Que sont les empires et de quoi sont-ils faits ? C’est la matière que travaille Philip J. Stern depuis son premier livre, l’excellent The Company-State: Corporate Sovereignty and the Early Modern Foundations of the British Empire in India Footnote 1. Son nouvel ouvrage prolonge ce travail sur la notion de Compagnie-État, mais l’ambition est ici plus grande à la fois en termes géographiques, puisque P. J. Stern s’intéresse à tous les continents, et temporels, la période couverte étant comprise entre le xvie et le xxe siècle. L’empire britannique y est envisagé « comme un processus et non un produit » (p. 14) dont des institutions étranges, à la fois publiques et privées, souveraines et « commerçantes » (nous le verrons, les guillemets sont de rigueur), régionales et globales, ont été le moteur. Elles s’appelaient corporations et joint-stock companies. En français, on parlerait de « sociétés privilégiées ». Pourvues d’un capital en actions, elles avaient obtenu de la puissance publique des délégations de souveraineté sur des territoires outre-mer qu’elles entendaient (plus ou moins) exploiter.

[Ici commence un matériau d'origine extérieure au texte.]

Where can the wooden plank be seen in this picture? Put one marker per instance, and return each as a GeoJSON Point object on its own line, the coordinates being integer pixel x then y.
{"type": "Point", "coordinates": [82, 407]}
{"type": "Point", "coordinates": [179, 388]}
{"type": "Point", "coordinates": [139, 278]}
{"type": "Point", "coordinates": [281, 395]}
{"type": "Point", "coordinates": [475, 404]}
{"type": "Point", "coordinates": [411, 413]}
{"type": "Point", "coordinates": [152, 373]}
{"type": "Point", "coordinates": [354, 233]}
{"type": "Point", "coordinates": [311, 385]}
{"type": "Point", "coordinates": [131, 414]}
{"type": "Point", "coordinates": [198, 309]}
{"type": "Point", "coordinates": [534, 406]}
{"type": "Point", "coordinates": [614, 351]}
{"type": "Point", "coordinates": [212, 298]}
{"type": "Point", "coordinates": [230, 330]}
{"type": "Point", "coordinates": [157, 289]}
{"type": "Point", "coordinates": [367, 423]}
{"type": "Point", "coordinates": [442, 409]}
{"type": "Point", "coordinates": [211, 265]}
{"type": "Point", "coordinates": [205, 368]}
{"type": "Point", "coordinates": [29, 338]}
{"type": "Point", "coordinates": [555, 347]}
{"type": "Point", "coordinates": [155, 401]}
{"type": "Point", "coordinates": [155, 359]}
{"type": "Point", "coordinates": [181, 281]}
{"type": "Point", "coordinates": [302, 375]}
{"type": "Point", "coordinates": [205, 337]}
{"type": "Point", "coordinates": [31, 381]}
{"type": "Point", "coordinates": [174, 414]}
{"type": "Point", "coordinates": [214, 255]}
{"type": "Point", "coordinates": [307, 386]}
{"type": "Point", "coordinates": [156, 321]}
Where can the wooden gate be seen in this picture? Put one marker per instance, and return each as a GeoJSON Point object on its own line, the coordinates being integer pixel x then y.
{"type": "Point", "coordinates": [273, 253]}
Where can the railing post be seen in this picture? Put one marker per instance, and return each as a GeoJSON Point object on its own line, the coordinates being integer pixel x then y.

Ces compagnies à charte de colonisation, mais aussi ces villes, ces églises et ces universités permettaient « à n’importe quel individu, en tant qu’actionnaire dans de multiples entreprises » de « posséder une part de souveraineté dans différents endroits du monde sans jamais quitter sa maison » (p. 8). Elles étaient, selon l’expression de Lauren Benton reprise par P. J. Stern, les principaux « agents de l’empire » (p. 11). Or, et c’est l’un des premiers mérites du livre, leur caractère non coordonné, leurs échecs, leurs rebonds inattendus, le « chaos cohérent » qu’elles représentaient nous permettent de sortir de l’histoire convenue d’empires qui auraient été pensés et organisés par les pouvoirs publics, cette prétendue « machine coloniale » qui n’a peut-être existé que dans la tête des historiens et des historiennes. La même chose peut être dite sur le plan économique. Ce ne sont pas seulement – et peut-être même pas prioritairement – les politiques publiques qui ont façonné ce qui est passé dans l’histoire sous le nom de « mercantilisme ». Cette vaste exploitation belliqueuse du monde par le capitalisme marchand illibéral a été avant tout le produit d’« un état d’esprit »Footnote 2, selon la belle expression de Marc Bloch que P. J. Stern aurait pu reprendre à son compte tant elle lui sied bien.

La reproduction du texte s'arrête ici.